Strano? No, la ragione la spiega Paco Underhill, chief executive della società Envirosell che studia i comportamenti dei consumatori: «Più il punto vendita è stipato, più la gente pensa che la roba lì dentro sia per forza a buon mercato, un affare. Mentre un supermercato troppo razionale, dà un´impressione di scarsità che la gente associa ai prezzi alti». Lo spazio vuoto, è sinonimo di troppo lusso. «Un certo caos, i contenitori di merce che ingombrano il passaggio in mezzo ai corridoi, danno l´idea dei saldi permanenti», conferma Ben DiSanti della Tnp, altra società di consulenza per il marketing della grande distribuzione. E poi bisogna rimediare a un "vuoto" recente, creato dall´evoluzione tecnologica. Certi prodotti sono quasi spariti dall´esibizione fisica perché venduti soprattutto online. Perfino le librerie come Borders ti accolgono pubblicizzando come primo prodotto il loro lettore digitale (concorrente del Kindle di Amazon) mentre l´inventario dei libri di carta si è ridotto. Nei negozi di elettronica, lo "spessore" fisico degli oggetti si è assottigliato con la miniaturizzazione e l´avvento di schermi ultrapiatti. Lo spazio che si libera va riempito anche per ammortizzare gli affitti.
Ecco allora che il New York Times lancia le sei regole d´oro del nuovo marketing per vendere di più, con tanto di esempi delle catene di ipermercati che sono già passati all´applicazione. A partire, appunto, dalla guerra al vuoto. Qualsiasi spazio "libero" va riempito, a costo di costringere i clienti a fare una gimcana. Lo spazio che si è liberato perché gli apparecchi elettronici sono sempre più sottili (schermi tv al plasma, computer ultraleggeri) la catena di supermercati dell´elettronica Best Buy li riempie vendendo addirittura biciclette e Segways. Old Navy ingombra la zona centrale dei corridoi con cataste di bottiglie di acqua minerale, merendine, cioccolatini.
Sempre più in alto gli scaffali: un po´ perché la razza umana sta diventando più alta, un po´ perché ci sono "bracci elettronici" che ci aiutano ad afferrare a distanza, gli scaffali della mercanzia si estendono in altezza verso i soffitti: fino a 2 metri nei supermercati Dollar General. Vicino alla cassa il consumatore è più vulnerabile: i prodotti di cui si vuole promuovere la vendita vanno piazzati nei metri finali da percorrere in fila.
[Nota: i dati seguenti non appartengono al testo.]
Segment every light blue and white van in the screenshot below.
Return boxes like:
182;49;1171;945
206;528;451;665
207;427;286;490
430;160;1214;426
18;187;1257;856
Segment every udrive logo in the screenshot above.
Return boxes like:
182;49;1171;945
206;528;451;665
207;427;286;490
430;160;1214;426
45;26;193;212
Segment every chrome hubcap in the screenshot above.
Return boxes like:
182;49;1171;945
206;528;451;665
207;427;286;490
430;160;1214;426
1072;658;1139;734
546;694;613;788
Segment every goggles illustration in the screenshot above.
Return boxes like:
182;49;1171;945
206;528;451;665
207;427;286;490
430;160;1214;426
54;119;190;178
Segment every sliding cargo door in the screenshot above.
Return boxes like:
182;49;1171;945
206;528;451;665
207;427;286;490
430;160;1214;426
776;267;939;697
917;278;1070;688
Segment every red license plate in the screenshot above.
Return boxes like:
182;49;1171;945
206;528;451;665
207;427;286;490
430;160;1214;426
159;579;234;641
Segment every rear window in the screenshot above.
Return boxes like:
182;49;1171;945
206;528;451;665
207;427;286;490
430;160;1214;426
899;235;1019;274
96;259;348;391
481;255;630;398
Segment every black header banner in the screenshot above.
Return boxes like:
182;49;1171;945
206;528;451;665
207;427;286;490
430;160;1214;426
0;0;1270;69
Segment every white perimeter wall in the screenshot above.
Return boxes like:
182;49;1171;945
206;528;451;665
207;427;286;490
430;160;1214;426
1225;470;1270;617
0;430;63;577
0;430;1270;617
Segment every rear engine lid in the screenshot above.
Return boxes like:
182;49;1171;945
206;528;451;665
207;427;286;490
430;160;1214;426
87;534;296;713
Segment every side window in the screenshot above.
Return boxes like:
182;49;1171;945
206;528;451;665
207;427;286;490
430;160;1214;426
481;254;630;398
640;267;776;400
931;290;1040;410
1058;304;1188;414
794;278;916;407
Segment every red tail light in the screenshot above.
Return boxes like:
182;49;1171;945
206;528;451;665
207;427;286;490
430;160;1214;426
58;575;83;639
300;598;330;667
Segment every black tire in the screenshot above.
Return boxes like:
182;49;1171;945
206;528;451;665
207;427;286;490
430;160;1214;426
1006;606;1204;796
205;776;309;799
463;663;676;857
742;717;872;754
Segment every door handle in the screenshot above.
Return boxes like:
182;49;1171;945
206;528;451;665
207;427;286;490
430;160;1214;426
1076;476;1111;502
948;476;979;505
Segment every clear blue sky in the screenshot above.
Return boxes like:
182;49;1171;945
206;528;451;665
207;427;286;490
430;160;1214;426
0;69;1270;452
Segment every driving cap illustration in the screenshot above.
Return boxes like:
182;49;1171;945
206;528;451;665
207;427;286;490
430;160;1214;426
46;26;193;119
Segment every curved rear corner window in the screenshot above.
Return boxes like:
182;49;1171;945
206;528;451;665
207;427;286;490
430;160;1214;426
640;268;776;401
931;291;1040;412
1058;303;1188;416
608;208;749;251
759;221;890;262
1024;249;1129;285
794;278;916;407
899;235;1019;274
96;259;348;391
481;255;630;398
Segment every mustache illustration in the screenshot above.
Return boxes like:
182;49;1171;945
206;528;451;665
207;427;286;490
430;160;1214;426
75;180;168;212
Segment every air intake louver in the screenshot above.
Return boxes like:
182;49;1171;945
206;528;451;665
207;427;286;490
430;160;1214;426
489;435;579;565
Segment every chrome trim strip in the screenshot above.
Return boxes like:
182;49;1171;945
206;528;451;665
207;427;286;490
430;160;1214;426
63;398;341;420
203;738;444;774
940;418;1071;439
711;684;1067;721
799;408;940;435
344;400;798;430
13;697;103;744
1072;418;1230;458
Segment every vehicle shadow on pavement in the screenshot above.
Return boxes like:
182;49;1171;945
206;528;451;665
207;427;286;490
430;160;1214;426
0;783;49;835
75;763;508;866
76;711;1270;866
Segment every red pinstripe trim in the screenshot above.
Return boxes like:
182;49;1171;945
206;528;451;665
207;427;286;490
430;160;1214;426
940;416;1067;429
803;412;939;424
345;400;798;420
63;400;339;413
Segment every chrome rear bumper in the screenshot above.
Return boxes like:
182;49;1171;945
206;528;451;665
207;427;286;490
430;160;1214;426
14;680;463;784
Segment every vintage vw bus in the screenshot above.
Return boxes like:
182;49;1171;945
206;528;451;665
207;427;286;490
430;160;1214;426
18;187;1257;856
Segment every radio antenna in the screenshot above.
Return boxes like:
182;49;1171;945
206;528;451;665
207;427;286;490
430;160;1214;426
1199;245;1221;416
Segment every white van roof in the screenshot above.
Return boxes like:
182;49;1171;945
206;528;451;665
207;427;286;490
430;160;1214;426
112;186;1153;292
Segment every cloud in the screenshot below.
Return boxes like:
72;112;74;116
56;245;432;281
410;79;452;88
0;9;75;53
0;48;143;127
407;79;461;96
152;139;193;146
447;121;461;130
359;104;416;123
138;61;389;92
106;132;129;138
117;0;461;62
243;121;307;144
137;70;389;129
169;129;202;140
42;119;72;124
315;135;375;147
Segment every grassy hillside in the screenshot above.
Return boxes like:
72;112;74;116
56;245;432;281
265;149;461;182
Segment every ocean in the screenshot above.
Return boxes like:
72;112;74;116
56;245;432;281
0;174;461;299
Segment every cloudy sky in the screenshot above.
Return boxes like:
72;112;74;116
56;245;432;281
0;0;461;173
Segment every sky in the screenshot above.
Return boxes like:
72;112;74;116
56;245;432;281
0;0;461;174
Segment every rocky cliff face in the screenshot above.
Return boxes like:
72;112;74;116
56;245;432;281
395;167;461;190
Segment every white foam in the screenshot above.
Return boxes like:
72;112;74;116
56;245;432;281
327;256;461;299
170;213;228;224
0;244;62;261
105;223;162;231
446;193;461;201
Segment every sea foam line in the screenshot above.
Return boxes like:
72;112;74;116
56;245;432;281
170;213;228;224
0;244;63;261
Alcuni creano dei "percorsi" dove nell´attesa si è circondati da cataste di mercanzia in offerte speciali. Molti ci cascano. Vi fa ricorso Old Navy, ma anche Whole Foods, il supermercato "bio" dei ceti medioalti, dove frutta e verdura sono rigorosamente "organiche" e carissime. «Bastano quei pochi secondi di attesa alle casse», dice Mary Winn Gordon di Dollar General, per catturare l´attenzione.
Il disordine fa vendere: retromarcia per Wal-Mart che negli ultimi anni aveva adottato uno stile più austero. Guai, se la roba non è sovrabbondante il consumatore ha l´impressione di essere in un negozio "prezioso", caro. Niente pareti divisorie "nude": qualsiasi muro, anche sottile, va riempito di prodotti, anche "appesi": gioiellini, decorazioni d tavolo, ecc. È la nuova tecnica di arredamento "totale" adottata dalla catena J.C.Penney. L´ultima regola è un riassunto del nuovo mondo. Per gli shopping mall e gli ipermercati il vero rivale torna ad essere il commercio online: da Amazon a Zappos, e perfino nell´alimentare con DirectFresh. E allora bisogna replicare nello spazio reale l´impressione degli acquisti sul Web: Internet è uno spazio virtualmente illimitato, dove l´abbondanza regna.